El contexto legal: litigios que presionan al sector

Estas iniciativas técnicas no surgen en el vacío. OpenAI y Anthropic enfrentan decenas de demandas por uso no autorizado de contenido protegido por derechos de autor. El New York Times demandó a OpenAI y Microsoft reclamando compensación por el uso de sus artículos. Getty Images demandó a Stability AI por usar millones de imágenes sin licencia. OpenAI ya ha cerrado acuerdos de licenciamiento con Associated Press y con Reddit antes de su salida a bolsa, reconociendo que el contenido tiene un valor que debe compensarse. En la Unión Europea, la normativa de derechos de autor podría aplicarse al uso de contenido protegido para entrenamiento de IA, aunque la regulación específica todavía se está desarrollando. La combinación de presión legal creciente y soluciones técnicas está creando las condiciones para que el contenido web tenga un precio real para las empresas de IA por primera vez en la historia.

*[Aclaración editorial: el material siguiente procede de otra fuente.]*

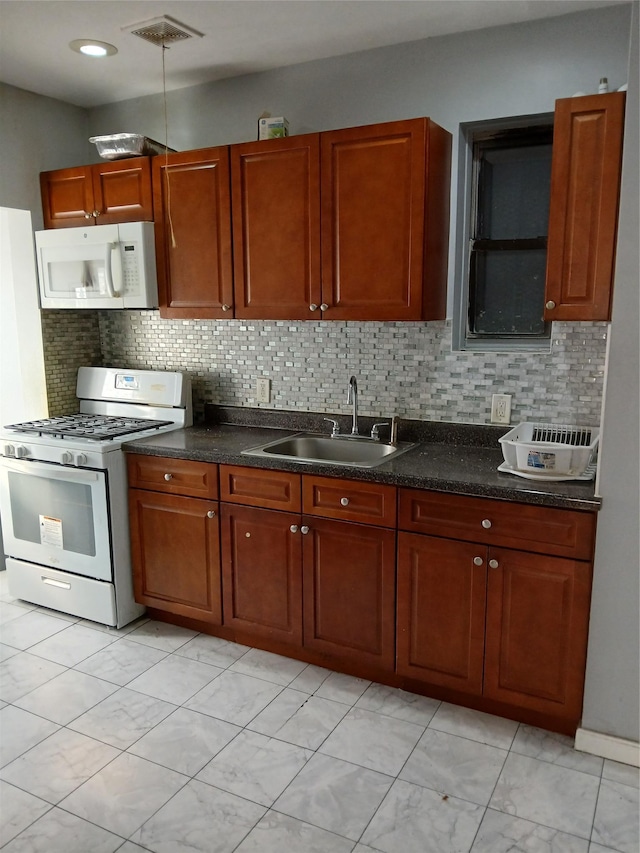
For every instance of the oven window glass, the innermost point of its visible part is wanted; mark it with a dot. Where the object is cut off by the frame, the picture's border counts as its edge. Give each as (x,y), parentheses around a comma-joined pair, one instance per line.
(55,513)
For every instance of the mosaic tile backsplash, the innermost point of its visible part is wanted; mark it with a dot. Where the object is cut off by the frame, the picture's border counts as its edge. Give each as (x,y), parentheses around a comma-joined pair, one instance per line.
(406,369)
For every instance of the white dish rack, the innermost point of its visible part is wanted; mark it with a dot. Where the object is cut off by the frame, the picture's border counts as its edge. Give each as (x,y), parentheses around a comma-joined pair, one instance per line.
(547,452)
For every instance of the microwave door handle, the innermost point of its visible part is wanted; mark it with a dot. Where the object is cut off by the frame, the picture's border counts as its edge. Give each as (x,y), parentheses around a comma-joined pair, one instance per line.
(108,276)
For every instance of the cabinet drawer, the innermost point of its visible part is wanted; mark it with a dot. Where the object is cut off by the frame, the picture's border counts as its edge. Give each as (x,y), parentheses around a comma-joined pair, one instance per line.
(173,476)
(544,530)
(259,487)
(369,503)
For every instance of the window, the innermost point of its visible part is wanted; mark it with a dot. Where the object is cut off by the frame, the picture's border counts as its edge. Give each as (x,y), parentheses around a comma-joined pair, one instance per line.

Qué significa para las empresas con presencia digital

Para cualquier empresa o profesional que genere contenido digital —un medio especializado, una consultoría con blog técnico, un e-commerce con reseñas de producto, una plataforma de formación online— esta evolución abre una posibilidad que no existía hace dos años: convertir el contenido en un activo licenciable en lugar de en un recurso gratuito para terceros. No es especulación: los acuerdos ya firmados entre OpenAI y grandes plataformas de contenido demuestran que el modelo es viable. La pregunta relevante para las empresas medianas no es si este mercado de licencias de contenido para IA va a existir, sino cuándo querrán participar en él. Bloquear completamente a los bots puede reducir la visibilidad en buscadores. Negociar acceso licenciado, en cambio, podría generar una nueva línea de ingresos pasivos con el contenido que ya existe.

Conclusión

La era del scraping gratuito como base del entrenamiento de IA está llegando a su fin. No porque las empresas de IA lo hayan decidido voluntariamente, sino porque la presión legal, la tecnología de defensa y los estándares de licenciamiento emergentes están cerrando el grifo. Iniciativas como RSL Collective y Cloudflare AI Labyrinth representan el primer paso hacia un ecosistema donde el contenido humano —artículos, análisis, guías técnicas— tiene un precio reconocido también para los modelos que lo consumen. Para las empresas con presencia digital, entender este cambio ahora es una ventaja. Dentro de dos años, puede ser una necesidad.